Mantu Mama

1.4K 175 0
                                    


Setelah menjelaskan panjang lebar akhirnya Dave mau juga percaya omongan gue dan Ervin. Dia kembali ke kamarnya, setelah mewanti-wanti agar gue dan Ervin jangan tidur sekamar dulu.

Elah, siapa yang mau tidur sekamar sama Ervin, sih?

"Lo pergi sana, Vin. Pulang kek," usir gue kesekian kalinya.

"Lo ngitung nggak sih? Hari ini berapa kali lo ngusir gue?"

Gue nggak ngitung, tapi rasanya hari ini gue banyak banget ngusir Ervinnya. "Ya harusnya lo tahu diri dong, udah diusir masih aja bertahan."

Ervin berdecak tidak suka. "Gue nginep sini ya, males pulang gue. Malit pasti bakal marahin gue habis-habisan gegara lo keluar. Padahal salah dia sendiri yang mutusin buat kerja sama."
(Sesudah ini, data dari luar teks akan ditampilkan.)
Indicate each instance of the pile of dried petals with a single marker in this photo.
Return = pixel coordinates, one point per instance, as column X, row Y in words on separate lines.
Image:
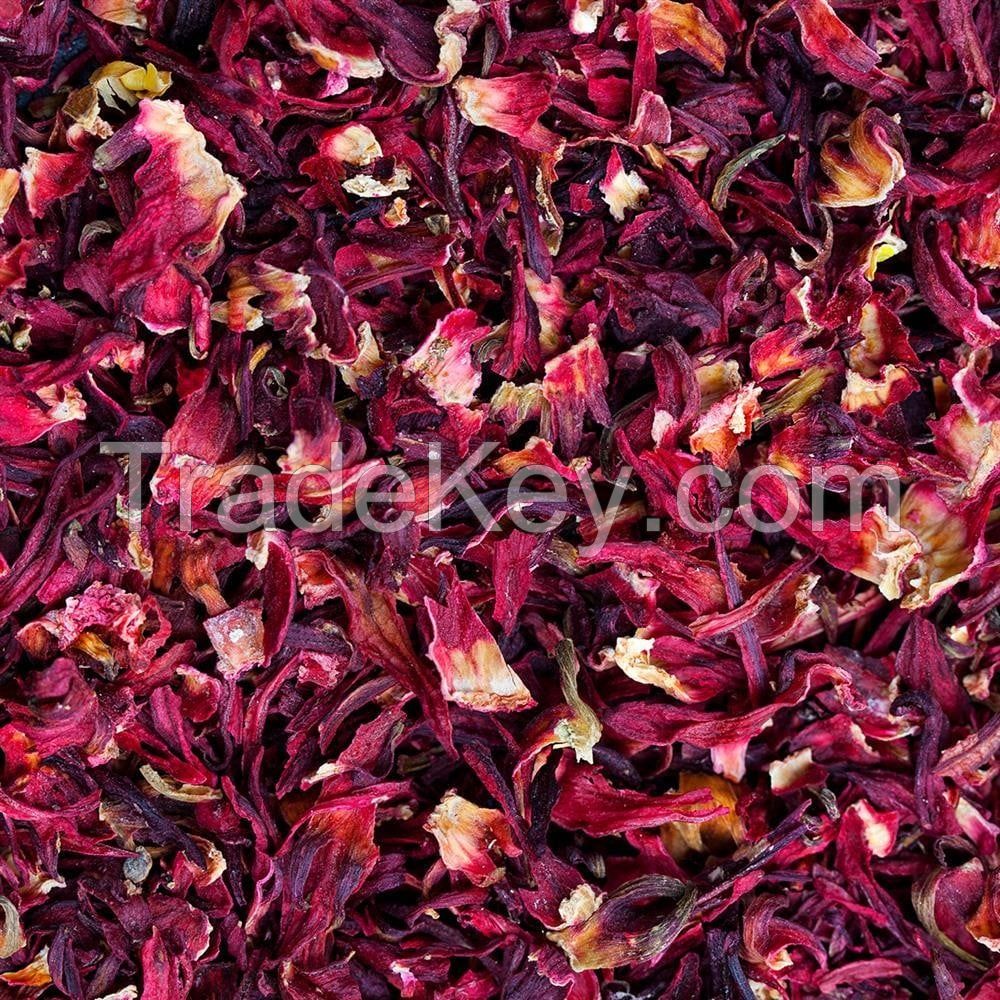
column 582, row 750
"Lo bisa tidur di kantor, Vin."

"Kantor lagi di pakai buat tidur Roni sama Dika, hari ini mereka lembur."

"Tidur di hotel kan bisa, harus banget nginep di sini?" gue mulai geram.

"Di sini juga nggak beda jauh sama di hotel, gue udah kayak lagi nginep di hotel aja," Ervin berujar seenaknya.

"Kalo gitu lo harus bayar, Vin. Karena di sini lo akan mendapatkan fasilitas kayak di hotel bintang lima," seenggaknya gue nggak boleh rugi-rugi amat lah.

"Ckck, lo perhitungan banget sih," gerutu Ervin. "Gue harus bayar berapa nih?"

"Tiga ratus ribu per malamnya," jawab gue tanpa beban.

Ervin menatap gue tak percaya. Lalu dia menyerahkan sebuah kartu kredit ke gue. "Pakai sesuka lo."

"Heh! Gue bukan bini lo. Ngapain kasih kartu lo ke gue?"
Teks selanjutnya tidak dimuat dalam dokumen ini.